ミーゼス・インスティチュート・ジャパン代表の上山です。

みなさん、新年をいかがお過ごしでしょうか。わたしは、ミーゼス『貨幣及び流通手段の理論』第4部の編集を年内に終えて、ミーゼスの直弟子を探る作業をしています。

これは、オーストリア学派経済学の系譜を作る作業の一環として行なっている作業で、今回、かなりの進展が見られたので、系譜作成の成果の一部分をブログに書き起こすことにしました。


1  オーストリア学派経済学の系譜

オーストリア学派経済学の系譜を作るのはかなり難しい作業です。というのは、カール・メンガーを始祖とするこの学派は、学派の体を成していないからです。

メンガーは、ただ一人で主観的価値理論に基づく限界効用理論を主張していました。オーストリア学派とは、方法論論争(Methodenstreit)の時に、対手であるドイツ歴史学派の領袖グスタフ・フォン・シュモラーによって付けられた蔑称でした。

メンガーの後継者の一人であるベーム=バヴェルクは、例えばドイツ歴史学派のような統一的な学派を構成することをしなかった、と弟子であるミーゼスは回想しています。

ミーゼスがウィーンを脱出し、ジュネーブに向かったのは1934年のことで、ドイツによるオーストリア併合(アンシュルス、1938年)よりも4年前のことでした。1938年までのオーストリア学派経済学の系譜をざっと作ると、以下のようになります。

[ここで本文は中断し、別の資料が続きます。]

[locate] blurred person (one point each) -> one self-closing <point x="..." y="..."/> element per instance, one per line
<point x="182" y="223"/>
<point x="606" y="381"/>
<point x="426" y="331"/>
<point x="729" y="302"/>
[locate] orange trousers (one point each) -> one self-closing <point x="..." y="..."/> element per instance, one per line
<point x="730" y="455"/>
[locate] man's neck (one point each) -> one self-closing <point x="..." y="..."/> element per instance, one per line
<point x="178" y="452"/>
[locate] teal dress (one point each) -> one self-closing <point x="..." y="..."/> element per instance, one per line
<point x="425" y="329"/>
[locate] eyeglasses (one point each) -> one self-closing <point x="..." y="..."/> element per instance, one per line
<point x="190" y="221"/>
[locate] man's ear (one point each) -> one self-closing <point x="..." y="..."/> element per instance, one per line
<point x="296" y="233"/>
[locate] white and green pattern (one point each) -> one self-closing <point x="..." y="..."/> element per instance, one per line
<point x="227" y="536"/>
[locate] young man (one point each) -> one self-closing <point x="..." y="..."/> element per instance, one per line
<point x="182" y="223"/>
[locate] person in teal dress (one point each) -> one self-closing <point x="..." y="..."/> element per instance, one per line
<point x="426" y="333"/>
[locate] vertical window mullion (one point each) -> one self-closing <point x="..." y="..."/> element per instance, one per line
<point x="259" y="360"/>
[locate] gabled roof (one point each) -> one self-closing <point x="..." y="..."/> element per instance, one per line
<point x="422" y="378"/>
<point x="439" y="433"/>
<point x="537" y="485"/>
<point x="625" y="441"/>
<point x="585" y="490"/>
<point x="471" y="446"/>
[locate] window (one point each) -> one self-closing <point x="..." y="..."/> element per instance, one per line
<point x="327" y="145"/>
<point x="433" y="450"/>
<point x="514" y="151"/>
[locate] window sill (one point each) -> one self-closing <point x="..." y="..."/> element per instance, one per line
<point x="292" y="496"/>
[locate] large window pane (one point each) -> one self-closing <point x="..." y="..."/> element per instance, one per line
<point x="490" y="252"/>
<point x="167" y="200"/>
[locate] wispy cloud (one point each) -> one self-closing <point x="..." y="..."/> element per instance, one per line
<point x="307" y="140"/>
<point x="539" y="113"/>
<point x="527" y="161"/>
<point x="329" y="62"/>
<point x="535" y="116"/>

名前、生年没年、出身大学、博士号及びハビリタチオンを取得した年、指導教授が明らかな場合には指導教授の名前を併記してあります。また、参考のため、人物名は通称名と正式名を併記しました。

第一期オーストリア学派経済学
◯カール・メンガー(カール・メンガー・フォン・ヴォルフェンスグリューン, Carl Menger von Wolfensgrün, 1840〜1921)
*ヤギエヴォ大学にて1867年法学博士号、ウィーン大学にて1872年ハビリタチオン取得。
*ハビリタチオン取得時の指導教授はローレンツ・フォン・シュタイン。
*メンガーのハビリタチオン取得は、『国民経済学原理』に関する研究によるもの。

第二期オーストリア学派経済学
◯オイゲン・フォン・ベーム=バヴェルク(オイゲン・ベーム・リッター・フォン・バヴェルク, Eugen Böhm Ritter von Bawerk, 1851〜1914)
*ハイデルベルク大学にて1875年博士号取得、ウィーン大学にて1880年ハビリタチオン取得。
*博士号取得時の指導教授はカール・クニース。
*ハビリタチオン取得時の指導教授はカール・メンガー。

◯フリードリヒ・フォン・ヴィーザー(フリードリヒ・フライヘア・フォン・ヴィーザー, Friedrich Freiherr von Wieser, 1851〜1926)
*ウィーン大学にて1872年法学博士号取得、1883年ハビリタチオン取得。
*ハビリタチオン取得時の指導教授はカール・メンガー。

中間学派
(中間学派は、オーストリア学派から派生しているが、ドイツ歴史学派とオーストリア学派との間を取り持とうとした)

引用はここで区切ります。